“BellSouth case ‘hypertechnical'”–Repeal!

The city of Lafayette filed its answer to BellSouth’s appeal yesterday and Blanchard at the Advocate has done his usual commendable job of making the arcane aspects of the fiber issue at least accessible if not actually easy to understand. (He’s laboring under the difficulty of explaining a case that even lawyers characterize as “hypertechnical.”)

I’ve looked at the city’s documents and they ARE very technical. The reporter does a great job of stating the basic points:

In July, Lafayette voters approved by a 62 to 38 percent margin a bond proposition authorizing LUS to issue the bonds

BellSouth has argued that the bond ordinance does not comply with state law passed last year to protect private companies from unfair competition from government: the so-called Local Government Fair Competition Act. District Judge Durwood Conque disagreed with BellSouth’s argument, saying LUS had complied with state law as intended by the Legislature.

Various technical and even hypertechnical details are well-covered in the story and the filings contain even more. (I got to look up some Latin…it’s been a long while since I had to do that.)

But what came through in reading the documents for me was the increasing level of frustration of the city attorneys. It’s clear to me, reading between the lines, that they believe that BellSouth is trying to push each and every point just a little beyond the acceptable line.

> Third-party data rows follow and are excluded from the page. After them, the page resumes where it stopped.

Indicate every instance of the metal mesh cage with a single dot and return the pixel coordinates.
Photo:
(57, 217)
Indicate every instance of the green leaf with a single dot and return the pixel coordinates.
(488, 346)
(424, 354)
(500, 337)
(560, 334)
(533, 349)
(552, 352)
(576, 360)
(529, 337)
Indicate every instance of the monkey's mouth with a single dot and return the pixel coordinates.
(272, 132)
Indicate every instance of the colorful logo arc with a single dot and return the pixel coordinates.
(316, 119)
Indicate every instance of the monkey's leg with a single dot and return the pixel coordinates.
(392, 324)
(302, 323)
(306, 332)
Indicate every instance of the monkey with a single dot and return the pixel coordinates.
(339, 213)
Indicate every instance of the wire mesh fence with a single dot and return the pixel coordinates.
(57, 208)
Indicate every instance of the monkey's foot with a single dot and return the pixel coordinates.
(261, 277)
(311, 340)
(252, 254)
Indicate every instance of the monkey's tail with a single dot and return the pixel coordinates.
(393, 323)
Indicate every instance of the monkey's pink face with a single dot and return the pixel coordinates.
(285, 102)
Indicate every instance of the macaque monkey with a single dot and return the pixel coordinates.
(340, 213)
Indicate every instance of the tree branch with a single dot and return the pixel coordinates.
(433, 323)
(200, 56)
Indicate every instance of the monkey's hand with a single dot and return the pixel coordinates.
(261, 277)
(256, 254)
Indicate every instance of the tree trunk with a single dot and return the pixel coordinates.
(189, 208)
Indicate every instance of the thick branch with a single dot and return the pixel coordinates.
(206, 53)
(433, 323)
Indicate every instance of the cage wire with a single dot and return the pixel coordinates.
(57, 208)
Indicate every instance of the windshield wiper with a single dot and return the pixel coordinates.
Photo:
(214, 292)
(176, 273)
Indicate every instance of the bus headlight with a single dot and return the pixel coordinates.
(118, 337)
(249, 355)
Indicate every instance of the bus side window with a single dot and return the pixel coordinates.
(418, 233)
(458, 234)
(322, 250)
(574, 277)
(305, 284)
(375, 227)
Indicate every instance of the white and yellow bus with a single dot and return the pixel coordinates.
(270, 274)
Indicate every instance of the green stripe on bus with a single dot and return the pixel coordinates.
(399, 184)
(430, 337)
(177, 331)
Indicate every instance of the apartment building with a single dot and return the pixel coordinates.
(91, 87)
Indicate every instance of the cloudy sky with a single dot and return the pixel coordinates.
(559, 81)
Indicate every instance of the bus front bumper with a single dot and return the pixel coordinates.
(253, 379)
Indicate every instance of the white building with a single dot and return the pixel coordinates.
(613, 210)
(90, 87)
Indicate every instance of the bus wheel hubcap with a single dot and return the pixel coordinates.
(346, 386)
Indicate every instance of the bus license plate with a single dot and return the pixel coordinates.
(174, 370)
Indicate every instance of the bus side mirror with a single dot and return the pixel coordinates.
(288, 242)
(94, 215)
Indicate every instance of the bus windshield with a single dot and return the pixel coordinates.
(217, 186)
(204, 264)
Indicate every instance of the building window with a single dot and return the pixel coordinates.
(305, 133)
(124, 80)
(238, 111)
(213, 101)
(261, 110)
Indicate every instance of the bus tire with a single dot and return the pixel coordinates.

Many of the “technical” points deal with BellSouth’s trying to shift deadlines, introduce new lines of argument illegitimately, and express its pique with the courts’ actually following the law as written and intended instead of allowing BellSouth to reinterpret every line in the way that most benefits its profit margin. There is an unmistakably rancid stench rising from those crisp Xeroxed pages. The whole things stinks. BellSouth lost. Enough is enough; let us get about our business.

This all comes in the wake of an expanded sense of frustration among the people of Lafayette, and now, New Orleans, with the consequences of BellSouth’s continued determination to prevent Louisiana cities from doing what they think best for their communities. Lafayette voted and this sort of legal obstructionism turns the courts, much against their will, into an instrument for frustrating the expressed desire of the people.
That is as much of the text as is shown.